A Canadian mining company wants Alaska to finance a private industrial road in the Brooks Range of northern Alaska and the State intends to lead the charge through the Alaska Industrial Development and Export Authority. The Ambler road rears its head again after former Gov. Bill Walker released funds to complete the project’s environmental review before leaving office in November.
The proposed 220-mile road would skirt rural villages and connect the “Ambler Mining District” with the Dalton Highway and Fairbanks, going through state and tribal lands and Gates of the Arctic National Park and Preserve.
It would be essentially a 200-plus-mile long driveway subsidized by the State of Alaska to benefit an undercapitalized Canadian mining company.
Interior communities oppose the road
Many of the communities that would be most impacted by the road and mine oppose the project because of the risk of industrial contamination and the impact on access to traditional hunting and fishing grounds.
Numerous communities and groups have passed resolutions in opposition, including nine tribes: the Native Village of Allakaket, the Native Village of Alatna, the Native Village of Rampart, the Kobuk Traditional Council, Huslia Tribal Council, Evansville Tribal Council, Ruby Tribal Council, and Louden Tribal Council (Galena), and Native Village of Kotzebue.
Evansville, Inc., the City of Bettles, the City of Ambler, and Tanana Chiefs Conference, a nonprofit consortium of 42 federally recognized tribes from Interior Alaska, also passed resolutions against the project. The Western Arctic Caribou Herd Working Group also recently voted 17-1 to oppose the road.
Millions spent on BLM’s Environmental Impact Statement
Before leaving office, Gov. Bill Walker released $3.6 million to complete the Environmental Impact Statement—money he had put on hold when first in office because of the state’s financial crisis. Now, with a new Governor in office, one who told mining companies that Alaska was now “open for business,” the Alaska Industrial Development and Export Authority and the Bureau of Land Management intend to quickly push through the project.
AIDEA has presented a proposal to permit, finance and construct the 220-mile, $300-million road through publicly funded bonds, and claims it can pay it back through tolls from companies exploring and mining for copper and other precious metals.
The proposed project is a boondoggle in the making. AIDEA’s proposal fails to safeguard the lands, waters, wildlife and people of the region, and it fails to substantiate how the state will get paid back.
Inadequate and hasty proposal
AIDEA’s proposal lacks details, substantiation, or regard for the people who already live in the area.
The lack of details and thorough analysis in AIDEA’s proposal is pervasive:
- The proposal fails to provide necessary information regarding permafrost and soil conditions in the area or to show how and where mitigation measures will be employed to stabilize permafrost and soil.
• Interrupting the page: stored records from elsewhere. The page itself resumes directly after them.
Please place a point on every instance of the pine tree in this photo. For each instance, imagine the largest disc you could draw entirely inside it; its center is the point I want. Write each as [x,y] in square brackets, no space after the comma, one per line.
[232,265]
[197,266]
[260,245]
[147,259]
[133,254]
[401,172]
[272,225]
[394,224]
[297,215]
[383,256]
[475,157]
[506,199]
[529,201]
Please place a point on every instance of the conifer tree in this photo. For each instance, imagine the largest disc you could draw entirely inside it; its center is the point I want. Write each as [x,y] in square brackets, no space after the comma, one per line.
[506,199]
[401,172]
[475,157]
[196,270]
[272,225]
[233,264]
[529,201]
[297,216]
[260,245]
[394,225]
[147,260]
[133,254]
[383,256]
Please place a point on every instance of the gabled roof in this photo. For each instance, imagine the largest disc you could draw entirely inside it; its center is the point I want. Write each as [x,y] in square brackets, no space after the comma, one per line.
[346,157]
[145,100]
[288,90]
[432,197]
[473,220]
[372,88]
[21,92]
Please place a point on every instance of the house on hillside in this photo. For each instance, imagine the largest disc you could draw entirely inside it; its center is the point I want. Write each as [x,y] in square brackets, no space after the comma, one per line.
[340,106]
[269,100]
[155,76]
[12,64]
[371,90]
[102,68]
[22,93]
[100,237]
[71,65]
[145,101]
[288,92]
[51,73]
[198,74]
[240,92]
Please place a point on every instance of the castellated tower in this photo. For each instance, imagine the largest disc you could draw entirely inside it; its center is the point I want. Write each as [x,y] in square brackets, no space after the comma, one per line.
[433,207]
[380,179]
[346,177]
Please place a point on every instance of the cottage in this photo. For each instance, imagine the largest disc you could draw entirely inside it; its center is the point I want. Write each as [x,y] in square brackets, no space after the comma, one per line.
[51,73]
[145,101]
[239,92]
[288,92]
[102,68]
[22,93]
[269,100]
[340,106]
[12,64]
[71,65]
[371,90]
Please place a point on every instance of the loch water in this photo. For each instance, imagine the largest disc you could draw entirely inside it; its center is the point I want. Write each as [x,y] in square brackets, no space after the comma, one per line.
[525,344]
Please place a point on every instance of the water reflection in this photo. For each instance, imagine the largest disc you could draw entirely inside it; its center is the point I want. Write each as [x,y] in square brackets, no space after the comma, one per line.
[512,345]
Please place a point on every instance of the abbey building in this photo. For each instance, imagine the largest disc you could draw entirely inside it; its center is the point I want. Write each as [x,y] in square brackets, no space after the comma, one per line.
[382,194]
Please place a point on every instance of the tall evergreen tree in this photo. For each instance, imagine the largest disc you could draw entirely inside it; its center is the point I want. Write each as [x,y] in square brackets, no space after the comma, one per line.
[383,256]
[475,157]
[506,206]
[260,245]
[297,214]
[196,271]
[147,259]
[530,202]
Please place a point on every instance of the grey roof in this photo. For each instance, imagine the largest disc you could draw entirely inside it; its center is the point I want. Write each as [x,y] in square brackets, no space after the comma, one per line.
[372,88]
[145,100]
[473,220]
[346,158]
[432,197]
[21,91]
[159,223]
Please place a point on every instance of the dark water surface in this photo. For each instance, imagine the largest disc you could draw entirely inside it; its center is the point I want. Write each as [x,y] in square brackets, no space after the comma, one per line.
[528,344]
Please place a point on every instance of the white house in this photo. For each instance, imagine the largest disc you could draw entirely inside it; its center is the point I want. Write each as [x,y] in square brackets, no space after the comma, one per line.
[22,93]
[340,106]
- The proposal fails to provide information on dust control for the industrial gravel road.
- The proposal fails to estimate the probability of fuel, chemical, or ore spills, or provide a plan for dealing with them.
- The proposal fails to address water quality, quantity, and other hydrologic impacts to the area.
- The proposal fails to address protecting fish, plant life, wildlife, and marine life, including threatened and endangered species.
- The proposal claims it will provide jobs without recognizing the rural and traditional way of life that does not rely on cash economies and wages.
- The proposal fails to address the impact of industrial activity on hunting, fishing, and the nutrition and health of the people in the region.
- The proposal fails to show that it can safeguard the Western Arctic Caribou Herd, the main source of food and culture for people in the region, or to recognize that a decrease in access to traditional food decreases the quality of life of people in the region and has far-reaching economic, cultural, and other impacts.
Now that BLM has funding, it expects to put out a draft EIS for public review and comment sometime in 2019, possibly in the summer—right when Alaskans from impacted communities will be hunting caribou.